Me faz lembrar um trecho do livro Santa Evita, de Tomás Eloy Martínez, um misto de biografia, reportagem e ficção que me parece uma das melhores obras para entender o imaginário político e mítico que os argentinos construíram sobre Eva Peron. Lá pelas tantas, ao revelar as informações mentirosas que constaram dos documentos de seu casamento oficial - origem, idade, nome -, Martínez saca uma interpretação que considero magistral: Peron e Evita mentiram porque se acreditavam donos da História e sentiram-se, portanto, livres para fraudar a verdade elementar dos fatos. e
Pois eu acho que é assim que Eduardo Cunha, e agora, a julgar pelas notícias da imprensa, também a sua 2a mulher se sentem: acima da realidade, uma espécie de húbris que traduz o descomedimento e a autoconfiança excessiva, a presunção absoluta de que os fatos podem ser controlados e moldados de acordo com a sua (deles) vontade (retiro da Wikipédia as referências ao conceito de húbris). Só isso é que me parece explicar esse estado de alheamento, um olhar opaco de Cunha a cada vez que ele faz pouco caso das acusações que lhe são imputadas, como se estivesse em transe psíquico.

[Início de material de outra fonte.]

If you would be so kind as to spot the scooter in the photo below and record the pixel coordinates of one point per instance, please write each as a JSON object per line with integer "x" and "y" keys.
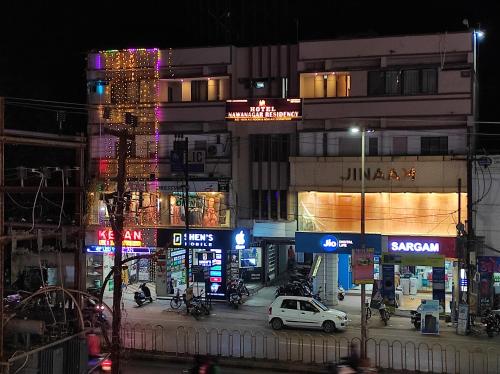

Que gente é essa? Vou parar de escrever sobre esse escândalo porque me parece que a análise política da atual conjuntura não consegue dar conta da sua essência multidisciplinar e quase antropológica, mas torço para que um desses escritores de fôlego jornalístico nos dê uma interpretação sobre o fenômeno que estamos testemunhando, talvez o ponto mais obscuro da nossa história recente.